This fantasy in a pseudo-medieval setting reads like a sociological study about governments and their ways of exerting power. King Leodor, the focus of the first section, is a firm but compassionate ruler, whereas his successor, the warrior Neodor, is cruel and vengeful.
The action begins with King Leodor’s reign, which is marked by unhappiness and tragedy, and continues with Neodor’s excessive and irrational thirst for conquest, which makes him a difficult character to sympathize with–yet the author devotes the bulk of the text to his violent adventures. The story’s final third adopts the format of a choral narrative, in which we follow the trajectories of those characters who have survived Neodor’s rampages.
Throughout, the narrator adopts the subjective viewpoints of each character being focused on, making no moral judgments, even when that character strays far from ethical principles. For example, Neodor rapes the only major female character, the fairy Nereidys, who nonetheless loves him until the tale’s end.

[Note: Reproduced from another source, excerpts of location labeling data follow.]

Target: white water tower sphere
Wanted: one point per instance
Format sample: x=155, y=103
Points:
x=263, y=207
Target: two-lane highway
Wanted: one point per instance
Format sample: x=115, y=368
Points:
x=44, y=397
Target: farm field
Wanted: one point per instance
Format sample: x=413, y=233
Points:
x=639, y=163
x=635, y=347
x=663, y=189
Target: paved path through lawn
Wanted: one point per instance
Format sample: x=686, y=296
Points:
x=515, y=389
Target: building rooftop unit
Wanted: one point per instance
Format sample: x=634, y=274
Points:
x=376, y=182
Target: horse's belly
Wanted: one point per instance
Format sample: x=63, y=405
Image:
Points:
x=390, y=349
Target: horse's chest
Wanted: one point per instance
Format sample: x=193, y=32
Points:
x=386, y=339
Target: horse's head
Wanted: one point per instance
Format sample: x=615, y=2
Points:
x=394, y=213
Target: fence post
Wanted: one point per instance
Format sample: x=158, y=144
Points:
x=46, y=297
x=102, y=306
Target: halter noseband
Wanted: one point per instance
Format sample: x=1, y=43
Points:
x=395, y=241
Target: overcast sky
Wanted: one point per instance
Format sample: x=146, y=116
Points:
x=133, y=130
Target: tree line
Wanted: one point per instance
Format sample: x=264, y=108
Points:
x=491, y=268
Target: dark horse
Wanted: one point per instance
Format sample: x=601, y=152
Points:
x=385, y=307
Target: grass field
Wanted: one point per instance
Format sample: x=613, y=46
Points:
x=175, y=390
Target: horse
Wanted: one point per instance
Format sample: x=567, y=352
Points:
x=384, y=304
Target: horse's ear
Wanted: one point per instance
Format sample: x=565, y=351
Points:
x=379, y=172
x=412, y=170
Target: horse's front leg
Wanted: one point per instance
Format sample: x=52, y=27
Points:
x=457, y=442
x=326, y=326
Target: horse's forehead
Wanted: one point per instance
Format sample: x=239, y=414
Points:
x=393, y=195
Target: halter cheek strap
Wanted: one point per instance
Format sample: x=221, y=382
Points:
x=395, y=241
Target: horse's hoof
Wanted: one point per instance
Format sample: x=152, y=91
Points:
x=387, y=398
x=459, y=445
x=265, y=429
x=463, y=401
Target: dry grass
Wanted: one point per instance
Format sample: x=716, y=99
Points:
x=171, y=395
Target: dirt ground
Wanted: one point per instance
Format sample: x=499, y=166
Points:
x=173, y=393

The story presents strong overtones of strategy and war: alliances and political intrigues carry greater weight than the fantastic elements. These elements are scarce in the book’s first half, growing in importance only later, when the relevance of a magical prophetic bracelet is revealed, and figures such as Gladier, the leader of the “Elves” (spirits able to speak without moving their lips) increase in importance.
The book’s pacing and structure are problematic; there is so much plot within these pages, that it could fill ten volumes, especially early on, when entire years often pass in a few paragraphs. Typos, grammatical and spelling mistakes abound. Passages in which the author renders entire paragraphs in the invented language of the Elves further confuse the reading experience.
This narrative will appeal only to readers more interested in a biography of ruthlessness and amorality than a grand fantasy epic in the Tolkein tradition.